Loads of Learned Lumber

Monday, April 17, 2017

Brian Blanchfield, _Proxies: Essays Near Knowing: a reckoning_

VERY MUCH LOOKING forward to the poetry collection that will be the sequel to A Several World, but glad to have this.

The twenty-four essays in Proxies were written, a prefatory note tells us, with two compositional principles in mind: one, they are based only on what Blanchfield could call to mind, without recourse to the internet or "other authoritative sources," and two, they "stay with the subject until it gives onto an area of personal uneasiness, a site of vulnerability, and keep unpacking from there."

The first principle means that the essays contain their share of misstatements, but Blanchfield provides a useful appendix, "Correction," in which the record is set straight and we learn (for instance) that Sylvia, not Juice Newton, recorded the hit version of "Tumbleweed." (I flipped back to "Correction" on finishing each essay, but I noticed that it would also work well read straight through from beginning to end, so perhaps it could be seen as the 25th essay.)

The second principle means that this is one amazing, delightful, continually surprising, and deeply worthwhile book. A brave book--not in a showy way, but convincingly brave nonetheless--and a beautiful one.

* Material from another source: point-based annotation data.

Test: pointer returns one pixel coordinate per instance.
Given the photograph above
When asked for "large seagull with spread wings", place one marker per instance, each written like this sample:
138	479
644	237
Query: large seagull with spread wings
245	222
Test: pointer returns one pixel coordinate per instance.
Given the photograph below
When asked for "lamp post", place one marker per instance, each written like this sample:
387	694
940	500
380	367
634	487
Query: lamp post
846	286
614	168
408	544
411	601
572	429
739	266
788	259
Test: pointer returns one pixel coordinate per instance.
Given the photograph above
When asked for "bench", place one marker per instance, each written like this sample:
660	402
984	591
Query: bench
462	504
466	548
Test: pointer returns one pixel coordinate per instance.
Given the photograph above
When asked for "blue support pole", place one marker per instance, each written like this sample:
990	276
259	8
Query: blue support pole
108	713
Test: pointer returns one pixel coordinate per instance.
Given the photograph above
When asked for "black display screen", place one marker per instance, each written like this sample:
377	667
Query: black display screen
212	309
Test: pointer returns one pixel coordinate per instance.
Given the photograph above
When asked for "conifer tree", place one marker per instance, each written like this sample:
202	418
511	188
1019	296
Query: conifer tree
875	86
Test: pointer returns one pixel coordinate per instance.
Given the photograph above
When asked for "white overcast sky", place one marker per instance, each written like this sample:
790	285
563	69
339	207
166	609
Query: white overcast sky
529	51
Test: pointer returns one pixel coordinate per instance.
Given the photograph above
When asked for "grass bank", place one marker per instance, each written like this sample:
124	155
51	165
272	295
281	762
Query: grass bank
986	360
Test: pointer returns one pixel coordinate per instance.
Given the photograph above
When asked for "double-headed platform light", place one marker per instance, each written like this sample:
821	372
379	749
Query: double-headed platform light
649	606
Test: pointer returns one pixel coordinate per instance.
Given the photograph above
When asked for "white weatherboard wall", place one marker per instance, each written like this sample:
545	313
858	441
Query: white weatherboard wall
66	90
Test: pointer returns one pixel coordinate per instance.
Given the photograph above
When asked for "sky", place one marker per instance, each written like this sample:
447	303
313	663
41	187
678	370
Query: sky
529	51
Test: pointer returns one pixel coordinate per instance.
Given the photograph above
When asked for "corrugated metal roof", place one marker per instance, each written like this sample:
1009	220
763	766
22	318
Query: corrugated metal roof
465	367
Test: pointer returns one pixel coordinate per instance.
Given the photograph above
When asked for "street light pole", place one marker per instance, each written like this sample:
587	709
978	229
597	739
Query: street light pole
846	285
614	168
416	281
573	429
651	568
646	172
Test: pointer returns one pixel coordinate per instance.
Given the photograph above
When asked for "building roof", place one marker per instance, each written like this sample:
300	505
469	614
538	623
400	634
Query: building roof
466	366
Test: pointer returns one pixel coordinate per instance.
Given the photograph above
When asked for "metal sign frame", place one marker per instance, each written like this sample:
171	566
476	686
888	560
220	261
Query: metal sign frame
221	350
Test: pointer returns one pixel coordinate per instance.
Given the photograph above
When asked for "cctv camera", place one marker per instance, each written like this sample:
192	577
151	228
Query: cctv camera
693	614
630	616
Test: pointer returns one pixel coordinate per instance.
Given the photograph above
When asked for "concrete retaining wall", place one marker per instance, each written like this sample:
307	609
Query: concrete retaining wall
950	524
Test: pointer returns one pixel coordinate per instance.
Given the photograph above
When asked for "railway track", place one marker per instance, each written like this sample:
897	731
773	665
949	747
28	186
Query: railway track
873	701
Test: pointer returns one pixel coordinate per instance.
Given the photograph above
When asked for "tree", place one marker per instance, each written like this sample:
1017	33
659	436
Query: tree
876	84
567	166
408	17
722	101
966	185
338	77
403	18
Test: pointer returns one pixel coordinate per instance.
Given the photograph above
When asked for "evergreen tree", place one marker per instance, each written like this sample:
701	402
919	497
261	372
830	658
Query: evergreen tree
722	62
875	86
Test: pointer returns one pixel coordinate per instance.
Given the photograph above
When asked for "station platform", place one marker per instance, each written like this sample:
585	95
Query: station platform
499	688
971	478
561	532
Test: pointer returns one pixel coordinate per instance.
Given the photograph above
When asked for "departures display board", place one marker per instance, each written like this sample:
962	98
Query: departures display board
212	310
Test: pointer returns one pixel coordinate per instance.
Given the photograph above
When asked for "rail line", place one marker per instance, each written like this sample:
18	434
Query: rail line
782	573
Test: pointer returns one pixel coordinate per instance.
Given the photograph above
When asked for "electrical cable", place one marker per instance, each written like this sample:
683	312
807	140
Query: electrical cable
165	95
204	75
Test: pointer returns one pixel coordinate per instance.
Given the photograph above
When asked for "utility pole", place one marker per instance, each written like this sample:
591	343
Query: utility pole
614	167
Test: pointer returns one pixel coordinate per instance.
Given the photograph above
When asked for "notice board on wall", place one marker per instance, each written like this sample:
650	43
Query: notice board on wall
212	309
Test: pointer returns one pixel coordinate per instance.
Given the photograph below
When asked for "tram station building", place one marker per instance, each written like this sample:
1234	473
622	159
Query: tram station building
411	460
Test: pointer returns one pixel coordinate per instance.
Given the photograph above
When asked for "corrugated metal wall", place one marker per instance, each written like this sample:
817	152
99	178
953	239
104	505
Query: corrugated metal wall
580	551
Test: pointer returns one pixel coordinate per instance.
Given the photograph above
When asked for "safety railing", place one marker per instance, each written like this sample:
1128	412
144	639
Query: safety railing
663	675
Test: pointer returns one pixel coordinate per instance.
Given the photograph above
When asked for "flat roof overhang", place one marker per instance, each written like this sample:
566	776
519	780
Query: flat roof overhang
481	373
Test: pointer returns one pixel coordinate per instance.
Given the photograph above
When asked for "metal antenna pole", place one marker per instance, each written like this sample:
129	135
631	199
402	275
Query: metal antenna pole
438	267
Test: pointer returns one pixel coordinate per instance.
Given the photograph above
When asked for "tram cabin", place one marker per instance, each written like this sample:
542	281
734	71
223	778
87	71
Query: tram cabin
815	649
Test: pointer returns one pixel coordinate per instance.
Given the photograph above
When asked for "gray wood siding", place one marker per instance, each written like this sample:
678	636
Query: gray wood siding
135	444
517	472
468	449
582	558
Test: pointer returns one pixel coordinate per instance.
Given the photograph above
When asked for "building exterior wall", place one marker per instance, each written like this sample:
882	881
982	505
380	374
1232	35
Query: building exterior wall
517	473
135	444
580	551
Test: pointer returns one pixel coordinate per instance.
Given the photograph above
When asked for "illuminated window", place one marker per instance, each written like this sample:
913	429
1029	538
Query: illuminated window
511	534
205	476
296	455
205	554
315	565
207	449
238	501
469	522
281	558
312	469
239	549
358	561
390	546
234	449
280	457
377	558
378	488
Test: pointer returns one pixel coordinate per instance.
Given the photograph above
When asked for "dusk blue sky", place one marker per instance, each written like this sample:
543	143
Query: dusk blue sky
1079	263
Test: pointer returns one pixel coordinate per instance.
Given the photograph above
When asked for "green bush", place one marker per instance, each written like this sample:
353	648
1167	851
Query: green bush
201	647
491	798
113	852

Presiding presences here include Montaigne, recalled in the titles (e.g., "On Owls," "On Sardines," and so on) and in the essays' "que sais-je?" premise; Roland Barthes, especially the Barthes of Mythologies, in the book's willingness to put under the microscope such routine and seemingly (but not really) inane phenomena as minute-taking and academic dossiers; Maggie Nelson, for the unsensationalized honesty of pieces like "On Man Roulette" and "On Frottage"; and the great Guy Davenport, for the whole book's boundary-hopping intelligence, lucidity of style, and clarity of perception.

(By the way, Blanchfield has a wonderful essay on Davenport in the Spring 2017 issue of Oxford American, and you should go read it right now.)

I read the book one or two essays at a time over about several weeks, which worked nicely, but the book has a gathering momentum, becoming as it proceeds more personal, virtually a memoir, so by the time you get to "On Reset," "On the Understory," and "On the Near Term," it actually becomes rather difficult to put down.

Is the rumor true that he has been hired by a university in Idaho? If so, smart move, Idaho.